The SDK orientations are expressed in LEFT_HANDED_Z_UP coordinate frame with the avatar facing the +X axis, so we can’t directly apply the orientations on this new coordinate frame. To apply rotations correctly, we must do the following:

  • For each joint, apply the kinematic chain of all its parents joint rotation in order to put it in the right coordinate frame. For a given joint whose parent is the joint jn, we will apply R_j0 * R_j1 * … R_jn where jn-1 is the parent of jn.
  • Apply the SDK rotations, now that we are in the right coordinate frames.
  • Apply the inverse kinematic chain computed in the first step to put the joints back in their coordinate frame.

You can find in the Unreal Project we provide you an implementation of these transformations that is directly useable: LiveLinkOrientationsRemapAsset

Next, if your avatar bones don’t have the same name than the ZED SDK bone names (explained in the first section), you need to create a new Blueprint class, which parent class must be the C++ Remap asset class you just created.

Open this blueprint class and override the function “GetRemappedBoneNames”. There you must do a similar remapping than on the picture below, where bones explained in the first section must be mapped to their name in your imported avatar.

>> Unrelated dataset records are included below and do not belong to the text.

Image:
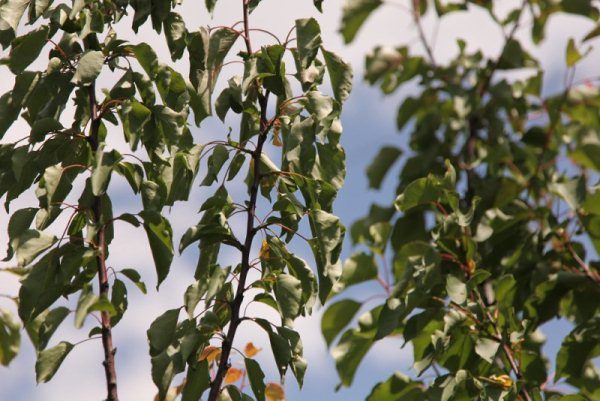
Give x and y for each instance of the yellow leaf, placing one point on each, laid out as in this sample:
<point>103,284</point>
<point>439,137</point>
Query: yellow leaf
<point>471,266</point>
<point>210,353</point>
<point>274,392</point>
<point>250,350</point>
<point>276,139</point>
<point>264,250</point>
<point>503,380</point>
<point>232,375</point>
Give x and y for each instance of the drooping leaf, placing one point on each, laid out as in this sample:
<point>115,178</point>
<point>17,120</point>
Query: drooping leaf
<point>336,317</point>
<point>340,74</point>
<point>10,337</point>
<point>89,67</point>
<point>50,360</point>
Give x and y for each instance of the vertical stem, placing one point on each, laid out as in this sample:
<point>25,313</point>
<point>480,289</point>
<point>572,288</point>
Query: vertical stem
<point>226,346</point>
<point>107,344</point>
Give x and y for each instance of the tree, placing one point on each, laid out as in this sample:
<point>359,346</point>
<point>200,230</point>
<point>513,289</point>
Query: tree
<point>70,160</point>
<point>492,232</point>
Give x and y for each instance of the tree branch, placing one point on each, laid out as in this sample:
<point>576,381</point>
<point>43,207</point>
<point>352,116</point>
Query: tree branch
<point>107,344</point>
<point>236,319</point>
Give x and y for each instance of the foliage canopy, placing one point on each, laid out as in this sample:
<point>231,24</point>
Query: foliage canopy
<point>491,234</point>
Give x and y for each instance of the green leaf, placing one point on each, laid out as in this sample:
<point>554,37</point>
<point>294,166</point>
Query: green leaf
<point>176,34</point>
<point>25,49</point>
<point>160,237</point>
<point>354,14</point>
<point>147,58</point>
<point>43,126</point>
<point>326,244</point>
<point>381,165</point>
<point>572,191</point>
<point>51,321</point>
<point>10,337</point>
<point>256,378</point>
<point>101,173</point>
<point>49,361</point>
<point>348,354</point>
<point>308,36</point>
<point>135,277</point>
<point>340,74</point>
<point>84,304</point>
<point>162,331</point>
<point>487,348</point>
<point>398,387</point>
<point>11,12</point>
<point>210,5</point>
<point>197,382</point>
<point>88,68</point>
<point>336,317</point>
<point>390,318</point>
<point>457,290</point>
<point>358,268</point>
<point>288,293</point>
<point>573,55</point>
<point>30,244</point>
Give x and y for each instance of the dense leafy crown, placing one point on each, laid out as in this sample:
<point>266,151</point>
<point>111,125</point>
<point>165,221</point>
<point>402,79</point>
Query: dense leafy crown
<point>95,86</point>
<point>494,230</point>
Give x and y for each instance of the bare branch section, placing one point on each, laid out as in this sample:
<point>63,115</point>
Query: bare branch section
<point>107,343</point>
<point>236,318</point>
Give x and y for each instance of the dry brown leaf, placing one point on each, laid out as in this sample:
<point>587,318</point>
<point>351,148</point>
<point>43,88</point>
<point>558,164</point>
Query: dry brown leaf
<point>274,392</point>
<point>264,250</point>
<point>210,353</point>
<point>233,375</point>
<point>250,350</point>
<point>503,380</point>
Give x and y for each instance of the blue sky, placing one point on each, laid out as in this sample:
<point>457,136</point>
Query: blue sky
<point>368,121</point>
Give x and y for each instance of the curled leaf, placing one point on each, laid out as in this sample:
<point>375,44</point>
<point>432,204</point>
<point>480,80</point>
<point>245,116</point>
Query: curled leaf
<point>210,353</point>
<point>264,250</point>
<point>233,375</point>
<point>274,392</point>
<point>250,350</point>
<point>503,380</point>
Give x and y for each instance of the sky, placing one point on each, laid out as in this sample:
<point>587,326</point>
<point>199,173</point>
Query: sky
<point>368,121</point>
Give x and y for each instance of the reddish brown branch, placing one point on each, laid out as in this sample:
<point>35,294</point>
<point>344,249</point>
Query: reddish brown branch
<point>107,343</point>
<point>236,318</point>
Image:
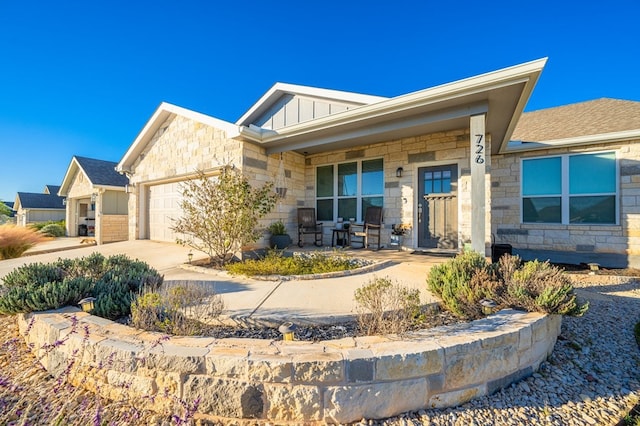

The bone names in the “Switch on Name” node correspond to the bone names given by our Live Link plugin, and the bone names in the “Return Node” nodes correspond to your imported avatar bone names. The Unreal project we provided you has an example of such a Remap Asset useable for Mixamo avatars, called MixamoRemap.

Once done, you must apply this Remap Asset to the Live Link data. Data from Live Link can be applied directly inside an Animation Blueprint, and when creating an Animation Blueprint for your avatar, you’ll have to include a Live Link Pose node. This is where you can put the custom Remap Asset you created to transform the skeleton data coming from Live Link.

Implementing the above transformations will allow you to have a similar behaviour than with our provided Unreal project. In the Getting Started and Animate New Avatars tutorials, we assume you’re using this provided Unreal project.